While the U.S. ban has been debated for months, India acted swiftly in June 2020 to block TikTok and nearly 60 other Chinese apps over national security concerns, stripping many creators of their main source of income and shattering a digital community.

The disruption forced content creators to rebuild their followings and businesses on new homegrown apps and established platforms such as Meta-owned Instagram, which emerged as a big winner of the ban. While top influencers successfully made the switch and even expanded their audiences, smaller creators struggled to achieve the same success.

Gaurav Arora, who had 10.8 million followers on TikTok and bears an uncanny resemblance to Indian cricketer Virat Kohli, said he had to act quickly.

"I used to earn between 100,000 and 200,000 Indian rupees ($1,155 to $2,310) per month on TikTok," said Arora, who shifted to platforms such as YouTube where he now boasts 11.3 million subscribers.

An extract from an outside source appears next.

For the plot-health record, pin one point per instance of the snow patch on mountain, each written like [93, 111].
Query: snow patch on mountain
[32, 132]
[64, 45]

The vacuum left by TikTok drove a surge toward domestic platforms like Moj and Josh, especially in India's smaller towns and rural areas, where TikTok had transformed locals into stars, showcasing everything from dance routines to personal stories.

Moj and Josh, launched just a month after the ban, have seen lifetime downloads of roughly 360 million and 308 million, respectively, in the country, according to market intelligence firm Sensor Tower.

"TikTok in India catered to every demography and every type of user, not just tier-1 cities. That's why other applications like Moj were quickly able to take advantage of the ban," said Priya Adivarekar, a digital creator and visiting faculty at Xavier Institute of Communications in Mumbai.

In the U.S., a similar trend is unfolding as millions of "TikTok Refugees" sign up for the Chinese social media app RedNote.

However, experts caution that the user experience on these new apps often falls short of what TikTok had provided, allowing U.S. tech giants to fill the gap. Instagram Reels, a TikTok-like service launched in August 2020 just months after the Chinese app was banned in India, has found its biggest audience in the country.

"The only beneficiary (of the ban), if there was any clear beneficiary from this, did seem to be Instagram," said Apar Gupta, observer trustee of Internet Freedom Foundation, an Indian advocacy group.

"The greater loss was to the people of India. ByteDance completely pulled out of India. You didn't have people having the ability of engaging in content or a creator economy to the same extent that others had," he added.

While TikTok's overall impact on India's economy before the ban is unclear, the company estimates that it drove $15 billion in revenue for U.S. small businesses in 2023 and contributed about $24 billion to the world's largest economy.

"For top influencers, these platform disruptions matter a little less, especially since they are already present on a bunch of platforms," said Aditya Vashistha, assistant professor of Information Science at Cornell University.

© Reuters. FILE PHOTO: TikTok logo is seen in this illustration taken January 8, 2025. REUTERS/Dado Ruvic/Illustration/File Photo

"The impact on the micro-influencers and the mid-tier influencers is going to be much stronger. I see similar ripple effects both in the U.S. and in India."